Très chouette conte, qui obéit aux règles de ce genre de fiction (un personnage, souvent inférieur, est mis en danger et suit un parcours initiatique qui va lui permettre de révéler un don et par conséquent d’assurer sa place dans la société, une place qui n’est pas sans danger cela dit…) tout en se permettant d’aller au-delà.
Donc, on suit une jeune fille aux cheveux blancs, dont la tignasse la rend différente et témoigne d’un passé certes court mais déjà difficile. En tentant de sauver sa bande de gamins des rues, elle est capturée par un croque-mitaine qui la revend à des ogres en quête d’ingrédients goûtus pour les mets qu’ils préparent.
Déjà, première entorse, l’héroïne ne parvient pas à sauver tout le monde. Vehlmann le montre bien en faisant intervenir la figure d’un chevalier, qui semble surtout tenir de Don Quichotte, et qui n’est pas plus efficace. L’enfant aux blancs cheveux tente d’échapper aux ogres et à leurs hachoirs, puis échoue dans un monde souterrain, celui de la vaisselle, et va se découvrir un don pour la cuisine, à l’image d’un Ratatouille, qui va lui permettre de se hisser un peu plus haut, à tous les sens du terme.

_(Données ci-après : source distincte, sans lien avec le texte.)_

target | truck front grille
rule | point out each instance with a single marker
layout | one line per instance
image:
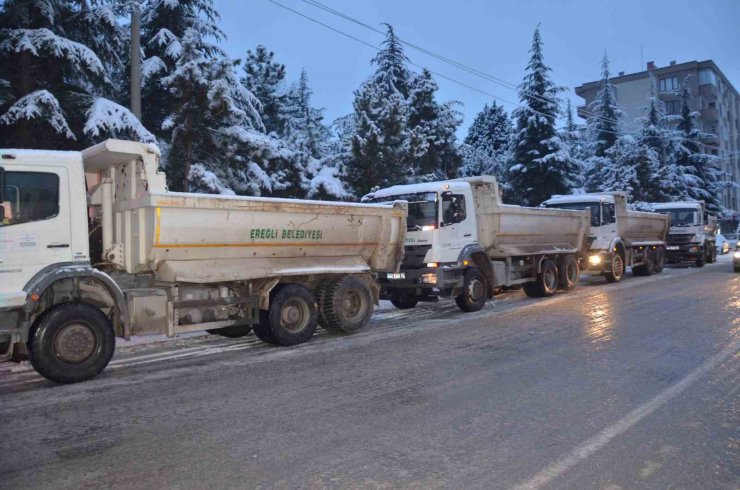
(414, 256)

Formellement, c’est très bien. Je ne suis pas toujours très clients du franco-belge en peinture, mais j’ai été charmé ici par le travail de Jean-Baptiste Andreae, qui parvient à créer une tension évidente entre la joliesse du trait et l’horreur de ce qui est montré : très mignon et très sanguinolent en même temps.
Vehlmann quant à lui s’amuse avec les dialogues, les accents (le défaut de prononciation de Brèchedent aurait à mes yeux pu être plus prononcé, mais bon, je suis client du surjeu en la matière…) ou le vocabulaire : mention spéciale pour le chef du hachoir au vocabulaire abondant et truculent.
Il convoque aussi de nombreuses figures, qui proviennent des contes, de la mythologies, des folklores et des superstitions, le tout dans un joyeux entassement de références qui convoquent à la fois Rabelais et la cryptozoologie. Un jeu de piste abattant la carte de la surabondance.
Et puis, il y a la fin, le défi, l’affrontement avec le boss de fin de niveau, qui rappelle les duels mythiques et déséquilibrés à la David et Goliath, l’épreuve ultime que le personnage démuni parvient à passer là où les autres, pourtant forts de leur expérience et de leur statut, ont échoué. Il y a bien entendu de Ratatouille là encore, mais pas que. Et puis le scénariste lève le voile sur le passé de son héroïne et donne à son surnom « Trois-Fois-Morte », un sens nouveau, une épaisseur émouvante. Il y a dans ces derniers développements une touche évidente de féminisme, une évocation des problèmes sociaux contemporains, faisant renouer le récit avec une fonction éternelle du conte, celle de parler de nous.